| On 23/11/2007 in the message <http://forum.httrack.com/readmsg/17201/index.html>
Donner Kebab wanted help with getting a message board download working. I was
browsing and clicked on that topic by chance and noticed that today he said
the problem is still unsolved. Since messages added under an old topic don't
seem to bump the topic and don't even show up unless you click on the topic,
I'll start a new one with my solution. I was able to sucessfully download the
test php messageboard URL he gave.
When I have mirrored a messageboards with httrack, The #1 key to success is
getting the login working. Specifically, getting httrack either the login
credential cookie (if the board remembers with a persistent cookie that you
are logged in) or the session cookie (if you need to log in every time).
If the login is persistent, it's easy: copy your Firefox cookies.txt to the
appropriate place where httrack picks it up. (If you don't have Firefox, get
it to at least make things like this easier).

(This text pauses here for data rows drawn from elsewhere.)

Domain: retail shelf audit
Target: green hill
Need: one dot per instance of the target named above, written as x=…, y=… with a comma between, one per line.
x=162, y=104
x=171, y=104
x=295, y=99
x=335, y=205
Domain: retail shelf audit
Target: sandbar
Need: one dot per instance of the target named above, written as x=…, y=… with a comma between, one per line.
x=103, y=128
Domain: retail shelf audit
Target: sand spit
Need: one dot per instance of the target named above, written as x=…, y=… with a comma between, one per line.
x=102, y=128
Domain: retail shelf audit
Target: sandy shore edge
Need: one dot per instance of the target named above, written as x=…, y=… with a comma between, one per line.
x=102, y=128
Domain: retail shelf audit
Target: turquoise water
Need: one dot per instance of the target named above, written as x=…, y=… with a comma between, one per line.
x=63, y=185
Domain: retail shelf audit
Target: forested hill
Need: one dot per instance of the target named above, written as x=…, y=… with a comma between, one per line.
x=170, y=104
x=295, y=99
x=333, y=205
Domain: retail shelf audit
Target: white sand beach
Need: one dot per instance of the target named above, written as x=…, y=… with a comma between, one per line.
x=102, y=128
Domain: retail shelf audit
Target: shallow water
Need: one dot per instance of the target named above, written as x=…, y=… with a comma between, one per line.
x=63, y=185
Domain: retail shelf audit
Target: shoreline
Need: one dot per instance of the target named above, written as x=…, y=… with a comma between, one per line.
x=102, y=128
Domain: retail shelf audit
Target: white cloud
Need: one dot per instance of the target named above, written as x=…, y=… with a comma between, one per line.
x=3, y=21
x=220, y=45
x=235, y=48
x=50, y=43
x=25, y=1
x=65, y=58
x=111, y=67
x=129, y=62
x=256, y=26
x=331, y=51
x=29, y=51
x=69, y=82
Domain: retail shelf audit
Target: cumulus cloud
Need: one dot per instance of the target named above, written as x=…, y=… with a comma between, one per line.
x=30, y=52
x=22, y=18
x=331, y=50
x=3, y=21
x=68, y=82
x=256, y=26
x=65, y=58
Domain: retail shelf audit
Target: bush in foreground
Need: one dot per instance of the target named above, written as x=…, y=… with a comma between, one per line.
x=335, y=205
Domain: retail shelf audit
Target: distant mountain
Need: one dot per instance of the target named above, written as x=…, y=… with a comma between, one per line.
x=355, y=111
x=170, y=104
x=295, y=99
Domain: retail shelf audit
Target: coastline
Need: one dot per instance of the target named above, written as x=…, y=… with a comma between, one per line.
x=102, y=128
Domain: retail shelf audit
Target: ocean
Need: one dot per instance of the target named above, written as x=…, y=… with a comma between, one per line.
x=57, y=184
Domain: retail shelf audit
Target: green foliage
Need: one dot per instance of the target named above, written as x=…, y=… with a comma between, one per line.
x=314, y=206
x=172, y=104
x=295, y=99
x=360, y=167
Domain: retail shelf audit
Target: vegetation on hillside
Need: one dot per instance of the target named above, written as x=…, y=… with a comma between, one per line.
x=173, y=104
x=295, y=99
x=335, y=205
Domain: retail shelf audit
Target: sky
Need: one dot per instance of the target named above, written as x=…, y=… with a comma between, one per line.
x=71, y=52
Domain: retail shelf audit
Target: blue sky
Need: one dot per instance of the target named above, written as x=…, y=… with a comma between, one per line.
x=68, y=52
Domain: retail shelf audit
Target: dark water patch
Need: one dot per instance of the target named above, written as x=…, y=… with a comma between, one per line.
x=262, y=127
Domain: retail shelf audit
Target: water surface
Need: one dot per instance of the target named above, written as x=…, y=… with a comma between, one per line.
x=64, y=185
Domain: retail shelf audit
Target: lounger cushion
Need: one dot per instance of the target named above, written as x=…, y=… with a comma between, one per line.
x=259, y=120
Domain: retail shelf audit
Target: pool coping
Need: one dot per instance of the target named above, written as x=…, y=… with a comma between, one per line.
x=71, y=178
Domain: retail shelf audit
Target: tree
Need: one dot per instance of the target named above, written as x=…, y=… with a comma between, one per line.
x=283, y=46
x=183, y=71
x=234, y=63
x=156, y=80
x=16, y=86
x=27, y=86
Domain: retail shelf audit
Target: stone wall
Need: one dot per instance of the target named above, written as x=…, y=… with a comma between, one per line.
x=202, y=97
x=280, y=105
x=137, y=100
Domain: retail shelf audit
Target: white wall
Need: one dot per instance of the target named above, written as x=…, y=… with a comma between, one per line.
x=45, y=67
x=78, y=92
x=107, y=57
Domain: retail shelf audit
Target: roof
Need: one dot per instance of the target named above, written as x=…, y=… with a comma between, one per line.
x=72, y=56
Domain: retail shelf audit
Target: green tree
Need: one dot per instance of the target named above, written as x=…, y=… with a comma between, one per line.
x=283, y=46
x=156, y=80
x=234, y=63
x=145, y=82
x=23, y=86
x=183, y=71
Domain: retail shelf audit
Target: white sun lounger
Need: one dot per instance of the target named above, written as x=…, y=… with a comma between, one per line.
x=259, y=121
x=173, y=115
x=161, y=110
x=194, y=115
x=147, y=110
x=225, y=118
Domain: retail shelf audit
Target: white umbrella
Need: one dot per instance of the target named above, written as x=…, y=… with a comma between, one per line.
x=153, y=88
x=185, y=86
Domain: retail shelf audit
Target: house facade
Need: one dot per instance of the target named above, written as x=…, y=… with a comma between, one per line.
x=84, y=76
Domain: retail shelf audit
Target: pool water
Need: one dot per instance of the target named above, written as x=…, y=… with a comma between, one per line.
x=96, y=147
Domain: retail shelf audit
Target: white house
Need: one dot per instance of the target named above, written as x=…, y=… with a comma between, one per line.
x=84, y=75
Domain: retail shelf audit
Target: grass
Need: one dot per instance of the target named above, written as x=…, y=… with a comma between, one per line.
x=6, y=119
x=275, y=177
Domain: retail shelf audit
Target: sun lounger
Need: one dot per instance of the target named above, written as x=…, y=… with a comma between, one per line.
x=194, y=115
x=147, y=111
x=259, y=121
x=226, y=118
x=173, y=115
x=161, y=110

If the login is per-session, you need to manually login so the board sets the
session cookie. Unfortunately that session cookie is never saved to
cookies.txt unless you have a Firefox addon with which you can manipulate
cookies. I use an addon named "View Cookies CS" which allows you to make any
cookie persistent, adding a year to its expiration so even a session cookie
can be saved to cookies.txt.
In the case of Donner Kebab's problem, the test messageboard set a session
cookie. I logged in, used the addon to make the session cookie stay valid for
a year, and exited Firefox and copied cookies.txt to where httrack would make
its request using it.
The #2 problem with downloading messageboards: not excluding links which do
things you don't want.
Like logout! You MUST look for a logout link, examine its URL, and exclude the
part of the logout URL that makes it unique. Or as you spider the site you
will log yourself out.
For messageboards, there are a lot of other links you need to exclude, because
they serve no purpose if you are mirroring a site. Examples: reply, edit,
delete, mark read, follow topic, new topic, print view, search, control
center, perferences, report. You get the idea. You need to examine these links
to see what makes the URL unique and then exclude it. Or you will get a lot of
junk you don't need, bloating the download, or even worse you will change the
messageboard just by spidering it (e.g. delete message). (If you are going to
periodicallly download the board you'll want to get rid of other stuff which
causes duplicate downloads, such as next/previous, but that's a trickier to do
and beyond the scope of this post).
Key debugging tip: I use Winhttrack and always turn on the request/response
log. "Set Options->Experts Only->Activate Debugging mode (winhttrack.log)"
(Oddly, the resulting file is not winhttrack.log, it's hts-ioinfo.txt). You
can examine every request to and response from the server, to verify things
like cookies.
I have downloaded messageboards and blogs (e.g. at blogger.com) with httrack
and my #1 piece of advice is: examine carefully the site, including
javascript-created URLs, to figure out what links you need to exclude. Because
if you don't you usually get multiple copies of the same thing, or screw up
the download completely.
Hope this helps :) | |